I consider myself to be a relatively generous person. I like to give when I am able to meet a need or to encourage a public good. When it comes to giving money, I’ve even automated my giving on a monthly basis to Women for Women International, Doctors Without Borders, The Boys and Girls Club of Detroit (hometown), PBS, Cal Lutheran University Annual Fund, a Cal Lutheran Scholarship Fund and KCLU public radio. In stores, I often say “yes” to the receipt round up or extra $$ to benefit the charity of the month. But when the call came out to donate to victims of Hurricane Harvey, I have paused to consider it. This is really unusual for me. I’ve given to each and every natural disaster by donating to the American Red Cross. I trust them because they give 90 cents of every dollar directly to help the victims of the disasters they respond to. Even yesterday morning in Vons grocery store, when presented the opportunity to donate to Hurricane Harvey at checkout, I declined. I’m still wrestling with myself.

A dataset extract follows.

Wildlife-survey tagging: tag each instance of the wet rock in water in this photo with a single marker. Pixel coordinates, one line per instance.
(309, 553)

At the heart of the issue is not the need among the victims or any distrust in the Red Cross. At the heart is whether I would be entering into a co-dependent relationship with policy makers or government officials who knowingly allowed homes to be built in a flood zone. Environmentalist warned that they needed to keep the marshlands in place to act as a sponge to absorb the waters. Instead, they built whole communities there.
I can’t help but wonder if Al Gore was right when he talked about water bombs coming our way as a result of climate change. The warm waters fueled the 1000 year rainfall that Houston just experienced. I wonder if Mother Nature isn’t defending herself by shutting down the oil refineries that feed our appetite for burning the fossil fuels at the heart of human driven climate change.
If I have to choose a side, I choose the side of a future for our children on an earth that is not rebelling against our bad choices. We need to wake up and act wisely. I pay a lot in federal taxes every year as my patriotic duty. I have to decide if I’ve done enough to help the victims by just doing that. I’m glad that my taxpayer dollars help to fund FEMA and our government’s disaster relief. I understand that FEMA is already in the hole and will need a lot more tax payer dollars to do its job. Maybe our leaders need to rethink how our tax dollars are spent. I certainly don’t want to build a wall on the Mexican border. I hate the way we spend on prisons and defense. If too many of us donate to this disaster, are we giving our government the ability to misallocate our tax dollars on stupid things like that wall and tax breaks for the wealthy instead?
I’m angry that too many of our governmental leaders, including Trump, aren’t even addressing the causes of this disaster. If the science is right, these climate change disasters will only increase in number and intensity if we don’t change our ways. I’ve heard nothing but comforting words for the victims. They need to be comforted and given aide to recover. But at the same time, the Trump administration has proposed cutting the funding to FEMA. It has removed the scientific information about climate change and has taken us out of the Paris Climate Accord. Where is the acknowledgement by this administration that we need to work to prevent future disasters such as this and keep our citizens out of harms way?
Who will pay for the misery to come? We all will. We’ll pay with tax dollars and donations from the generous American people. I’d be willing to donate to a fund to move us toward cleaner energy that protects the environment. I’d donate to help rebuild the communities that were flooded to a safer location. But to donate funds to alleviate the suffering today without any acknowledgement of how this happened and how we can prevent it happening again, I can’t seem to bring myself to do it. But if I have a change of heart in the days to come, the Red Cross will hear from me.
My choice is to wait it out for a little bit. The need will be well beyond tomorrow, but donations will drop off. 28%+/- of the building industry in the Huston area are “undocumented” (give them a path to citizenship & they will be there to sign up) and I do not trust Mr. Trump to put people ahead of his wall. If he put his actual $1 M donation receipt on his silly $40.00 cap & donated all sales – oh, duh, he won’t do that. Sara might have lied about that. There are more storms coming. You have a wise & loving heart.
My feelings are; people are hurting, it’s not the time to blame
President Trump for the flooded areas. These communities
were established years prior to Donald Trump becoming President. We have thousands of children displaced; let’s think about the immediate needs. Red Cross provides food, temporary shelter and water, then they quickly move on.
We don’t know the truth or facts about these “so called acts of nature”. We are being deceived by our government, present/past; media(CNN/Fox who ever).
There are reports that this was “weather warfare”; there is so much that we the taxpayers don’t know. They just take our money and they use media to tell us half truths and lies.
Look at it this way; we are giving someone a dry bed, a plate of food and a drink of water for one day.
Don’t think California won’t be the next target; they are dying to
ignite that San Andreas fault line. This is the beginning of sorrows.